A – On avance pas à pas. Vous parlez de cheval de Troie. C’est une image qui pourrait convenir, on essaie de déstabiliser de l’intérieur. Mais lorsque l’on parle de signe distinctif est-ce que c’est vraiment le signe distinctif qui déstabiliserai la laïcité. Si on se remémore la Révolution Française, on constituait la mise en place de la citoyenneté, on essayait de fédérer des gens, n’y avait-il pas là non plus des signes distinctifs ? La cocarde, le bonnet phrygien, etc. Je vous laisse réfléchir.

8 – Définissons d’abord la laïcité pour savoir si elle est en danger aujourd’hui. Pour moi, cela constitue simplement à ce qu’aucune pensée philosophique ne s’interfère dans le domaine public mais qu’à l’inverse les citoyens qu’elles que soient leurs idées s’adaptent aux règles générales. Or, il ne faut pas focaliser sur les signes distinctifs. S’il n’y avait que cela… Quelqu’un qui porte un voile, pourquoi pas, il en existe bien des gens qui porte des casquettes, des boucles d’oreille. Mais tout cela c’est une façade, c’est ce qu’il y a derrière qu’il faut étudier. Et si on voulait adapter les règles à chaque pensée on ne s’en sortirait plus. Je me souviens lorsque j’ai fait l’armée j’avais un adjudant qui je crois était adventiste, je ne suis pas sûr du mot mais je crois que c’était cela. Eh bien les adventistes, ils ne travaillent pas le samedi. Alors il voulait bien remplacer tout le monde, le dimanche même, mais pas le samedi. J’ai eu aussi la surprise de constater l’absence d’une de mes employées parce qu’il y avait ce jour une fête juif je ne sais plus laquelle. Sans savoir si elle avait le droit de partir, eh bien elle n’est pas venue. Cela me parait des signes plus significatifs que le voile. Cela veut dire : « je vis ma religion, mais je m’en fous pas mal de savoir dans quel pays je suis, je vis comme ma religion me dit comme je dois vivre ». Et cela me paraît totalement incompatible avec une organisation de la société. D’aucuns rétorqueront que l’on fête bien Noël, mais à ma connaissance ce n’est pas l’église catholique qui a décrété que l’on fêterait Noël mais c’est l'État qui a considéré que Noël étant une fête on transformerait ce jour en fête officielle.
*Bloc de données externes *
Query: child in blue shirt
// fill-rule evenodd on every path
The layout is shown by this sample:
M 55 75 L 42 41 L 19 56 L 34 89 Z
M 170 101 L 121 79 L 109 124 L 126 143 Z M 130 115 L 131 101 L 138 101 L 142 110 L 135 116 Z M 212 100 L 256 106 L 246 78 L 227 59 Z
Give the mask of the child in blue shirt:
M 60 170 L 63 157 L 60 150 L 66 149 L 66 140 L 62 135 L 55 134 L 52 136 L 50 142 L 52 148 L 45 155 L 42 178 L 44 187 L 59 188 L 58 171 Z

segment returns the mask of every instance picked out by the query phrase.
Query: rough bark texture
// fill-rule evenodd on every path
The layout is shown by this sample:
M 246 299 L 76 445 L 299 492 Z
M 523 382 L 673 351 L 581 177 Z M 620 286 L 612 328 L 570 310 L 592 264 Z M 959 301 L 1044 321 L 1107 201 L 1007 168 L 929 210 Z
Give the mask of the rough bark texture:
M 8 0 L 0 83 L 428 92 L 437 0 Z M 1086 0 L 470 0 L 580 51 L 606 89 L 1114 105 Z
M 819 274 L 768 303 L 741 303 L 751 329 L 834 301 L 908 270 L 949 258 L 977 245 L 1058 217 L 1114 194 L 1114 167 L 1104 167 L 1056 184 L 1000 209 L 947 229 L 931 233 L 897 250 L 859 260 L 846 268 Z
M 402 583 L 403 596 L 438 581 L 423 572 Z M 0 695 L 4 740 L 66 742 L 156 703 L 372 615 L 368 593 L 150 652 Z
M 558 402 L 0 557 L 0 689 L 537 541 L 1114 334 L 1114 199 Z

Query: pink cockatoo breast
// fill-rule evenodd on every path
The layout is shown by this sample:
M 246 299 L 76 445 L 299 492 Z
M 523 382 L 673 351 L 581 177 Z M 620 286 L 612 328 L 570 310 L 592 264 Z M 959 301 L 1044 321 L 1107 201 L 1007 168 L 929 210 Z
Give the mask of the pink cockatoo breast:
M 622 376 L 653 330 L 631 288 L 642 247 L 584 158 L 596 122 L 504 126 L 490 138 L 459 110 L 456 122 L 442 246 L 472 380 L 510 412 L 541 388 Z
De la même façon, il faut aussi se méfier d’un autre danger, quand on parle des religions, on parle des musulmans, des catholiques, des juifs, etc., on oublie souvent l’anticléricalisme viscéral. Et qui en soit peut être aussi dangereux qu’une religion classique. Cet anticléricalisme est une des conséquences de la loi Combes (NdT : loi de 1905 sur la séparation des Églises et de l'État) qui a eu aussi ses effets négatifs.

A - Ici vous élargissez le champ de la religion ou de l'Église, lorsque l’on parle de la séparation des Églises et de l'État, à toute forme de dogmatisme qui veut imposer sa vision.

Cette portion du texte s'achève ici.